A recently evolved Linux cryptocurrency-mining malware is now targeting cloud service providers (CSPs), mainly Huawei Cloud. The new Linux malware technique removes applications from Huawei Cloud by deploying malicious code. It disables a Linux agent process hostgaurd service which is responsible for detecting security issues in the system.

Code that disables hostgaurd on Huawei Cloud; source Trend Micro

A version of the Linux malware was previously used to target container environments in 2020 but has now evolved to aim Cloud environments. Recent advancement in their campaign is that threat actors have been able to kill off their competition from an infected system and update their keys with the help of specific public keys. Once its infection routine is carried out, it runs a simple but effective command to clean up any traces left.

While calling the file functions, it performs an initial connectivity check and ensures outgoing connections are allowed, and then checks if the DNS servers are public. Such an order of operations is commonly used where malicious URLs are requested to remain undetected.

After the first connectivity check, it removes any traces of infections made by competitors while accessing the infected system.
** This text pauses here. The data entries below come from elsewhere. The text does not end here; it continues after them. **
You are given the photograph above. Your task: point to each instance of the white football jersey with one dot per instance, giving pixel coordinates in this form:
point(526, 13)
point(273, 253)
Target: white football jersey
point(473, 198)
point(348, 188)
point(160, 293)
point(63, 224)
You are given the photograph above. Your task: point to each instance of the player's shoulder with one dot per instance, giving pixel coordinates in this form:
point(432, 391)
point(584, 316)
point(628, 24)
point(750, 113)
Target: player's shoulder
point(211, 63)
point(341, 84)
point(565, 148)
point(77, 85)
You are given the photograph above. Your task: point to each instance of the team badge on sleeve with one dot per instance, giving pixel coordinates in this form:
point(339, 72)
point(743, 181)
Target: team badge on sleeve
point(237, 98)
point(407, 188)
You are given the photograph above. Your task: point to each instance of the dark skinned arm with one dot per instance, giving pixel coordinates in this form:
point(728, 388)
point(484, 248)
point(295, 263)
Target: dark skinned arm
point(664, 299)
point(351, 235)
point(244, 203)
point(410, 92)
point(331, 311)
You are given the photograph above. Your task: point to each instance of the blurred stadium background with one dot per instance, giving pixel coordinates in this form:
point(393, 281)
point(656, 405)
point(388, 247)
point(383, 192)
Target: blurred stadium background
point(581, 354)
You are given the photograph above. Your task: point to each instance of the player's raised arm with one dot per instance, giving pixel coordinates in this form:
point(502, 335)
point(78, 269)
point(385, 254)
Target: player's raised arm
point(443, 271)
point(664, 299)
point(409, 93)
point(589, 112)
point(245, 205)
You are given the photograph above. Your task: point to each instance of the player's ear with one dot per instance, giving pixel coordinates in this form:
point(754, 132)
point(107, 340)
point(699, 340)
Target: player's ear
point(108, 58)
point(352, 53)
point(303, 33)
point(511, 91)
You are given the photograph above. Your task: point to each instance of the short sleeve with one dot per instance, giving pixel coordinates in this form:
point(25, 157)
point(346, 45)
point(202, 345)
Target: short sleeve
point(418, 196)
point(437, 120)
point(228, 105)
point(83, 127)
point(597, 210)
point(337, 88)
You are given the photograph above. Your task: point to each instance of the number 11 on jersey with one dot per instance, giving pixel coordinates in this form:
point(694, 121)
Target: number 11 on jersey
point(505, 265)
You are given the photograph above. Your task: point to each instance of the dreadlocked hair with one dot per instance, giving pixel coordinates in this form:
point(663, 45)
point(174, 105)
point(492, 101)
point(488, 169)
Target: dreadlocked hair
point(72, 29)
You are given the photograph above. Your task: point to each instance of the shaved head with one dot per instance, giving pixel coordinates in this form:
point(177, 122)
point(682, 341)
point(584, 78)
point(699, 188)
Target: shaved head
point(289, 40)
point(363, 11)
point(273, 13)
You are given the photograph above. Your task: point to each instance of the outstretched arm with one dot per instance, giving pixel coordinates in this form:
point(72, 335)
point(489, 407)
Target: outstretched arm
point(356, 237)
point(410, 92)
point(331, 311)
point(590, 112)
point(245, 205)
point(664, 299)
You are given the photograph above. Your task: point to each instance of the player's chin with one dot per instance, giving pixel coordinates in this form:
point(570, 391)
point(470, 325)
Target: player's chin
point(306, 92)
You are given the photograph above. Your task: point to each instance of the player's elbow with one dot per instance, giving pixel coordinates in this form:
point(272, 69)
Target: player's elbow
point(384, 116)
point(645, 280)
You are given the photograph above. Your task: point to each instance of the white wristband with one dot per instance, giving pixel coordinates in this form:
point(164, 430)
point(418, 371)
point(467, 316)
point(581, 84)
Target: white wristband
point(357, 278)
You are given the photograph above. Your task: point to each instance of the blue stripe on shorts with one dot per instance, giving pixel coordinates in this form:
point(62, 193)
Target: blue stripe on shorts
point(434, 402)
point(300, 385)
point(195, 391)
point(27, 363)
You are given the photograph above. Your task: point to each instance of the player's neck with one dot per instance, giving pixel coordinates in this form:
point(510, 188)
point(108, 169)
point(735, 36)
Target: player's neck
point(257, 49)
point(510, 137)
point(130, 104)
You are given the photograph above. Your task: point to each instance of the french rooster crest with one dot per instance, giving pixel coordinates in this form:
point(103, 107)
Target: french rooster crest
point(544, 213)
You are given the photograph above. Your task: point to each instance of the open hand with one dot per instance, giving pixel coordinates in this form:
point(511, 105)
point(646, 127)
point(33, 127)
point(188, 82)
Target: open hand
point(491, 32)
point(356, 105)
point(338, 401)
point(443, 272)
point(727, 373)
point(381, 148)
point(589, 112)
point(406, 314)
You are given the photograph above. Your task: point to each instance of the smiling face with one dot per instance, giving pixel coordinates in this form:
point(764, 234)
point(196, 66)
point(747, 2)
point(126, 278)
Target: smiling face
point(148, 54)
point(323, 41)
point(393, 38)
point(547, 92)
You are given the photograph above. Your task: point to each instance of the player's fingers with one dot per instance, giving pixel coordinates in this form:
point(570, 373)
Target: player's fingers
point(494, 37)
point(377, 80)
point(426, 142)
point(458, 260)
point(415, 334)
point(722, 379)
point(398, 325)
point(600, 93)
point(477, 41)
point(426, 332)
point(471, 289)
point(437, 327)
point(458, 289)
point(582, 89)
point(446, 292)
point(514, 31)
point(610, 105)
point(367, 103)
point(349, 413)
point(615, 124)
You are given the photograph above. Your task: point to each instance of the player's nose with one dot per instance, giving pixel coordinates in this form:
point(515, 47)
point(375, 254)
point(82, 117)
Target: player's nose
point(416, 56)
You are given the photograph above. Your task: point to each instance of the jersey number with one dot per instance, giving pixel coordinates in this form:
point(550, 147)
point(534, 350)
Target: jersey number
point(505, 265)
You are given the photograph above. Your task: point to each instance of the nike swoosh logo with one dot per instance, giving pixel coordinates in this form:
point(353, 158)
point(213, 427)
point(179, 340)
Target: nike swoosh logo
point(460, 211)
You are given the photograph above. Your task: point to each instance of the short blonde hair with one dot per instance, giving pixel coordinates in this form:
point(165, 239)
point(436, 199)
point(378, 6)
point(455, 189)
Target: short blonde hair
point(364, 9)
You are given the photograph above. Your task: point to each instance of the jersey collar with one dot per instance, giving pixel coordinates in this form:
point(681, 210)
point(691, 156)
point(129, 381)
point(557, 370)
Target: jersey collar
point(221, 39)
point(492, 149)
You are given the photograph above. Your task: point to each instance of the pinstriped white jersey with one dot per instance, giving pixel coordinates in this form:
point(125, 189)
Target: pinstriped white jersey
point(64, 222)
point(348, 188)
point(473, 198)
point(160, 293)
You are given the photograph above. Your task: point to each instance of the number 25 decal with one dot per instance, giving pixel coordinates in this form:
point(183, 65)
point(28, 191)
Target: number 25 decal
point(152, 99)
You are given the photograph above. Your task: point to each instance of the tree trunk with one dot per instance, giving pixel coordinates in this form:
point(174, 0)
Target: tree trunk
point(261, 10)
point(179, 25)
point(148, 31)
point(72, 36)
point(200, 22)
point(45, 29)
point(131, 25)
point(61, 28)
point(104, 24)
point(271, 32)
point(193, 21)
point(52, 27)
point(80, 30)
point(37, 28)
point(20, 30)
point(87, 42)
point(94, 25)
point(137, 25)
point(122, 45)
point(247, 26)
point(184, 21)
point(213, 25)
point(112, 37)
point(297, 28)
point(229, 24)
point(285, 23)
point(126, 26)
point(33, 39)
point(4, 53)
They make sure to remove their competitors’ users before creating their own. Several numbers of users using generic names such as ‘system’ or ‘logger’ while targeting cloud environments were made. While these users are created, a script adds them to the sudo-list that permits administrative powers. An intriguing process of this campaign is that it installs the Onion Router proxy service used by payloads to anonymize connections made by the malware.

###Payload functionality

Executable linkable format binaries (ELF) that are deployed: linux64_shell and xlinux

• linux64_shell

Ultimate Packer for executables (UPX) has been used here; the binary was tampered with to make analysis harder. Additional binary was appended to the CrossC2 communication library that interacts directly with CobaltStrike’s module. After is it successfully unpacked, the malware tries to connect to C2 with the IP address 45[.]76[.]220[.]46 on port 40443

Appended Binary File

• xlinux

The Second binary acts as a vulnerability scanner that looks for bugs to exploit and deploys the initial malicious script. It implements several modules from the kunpeng framework.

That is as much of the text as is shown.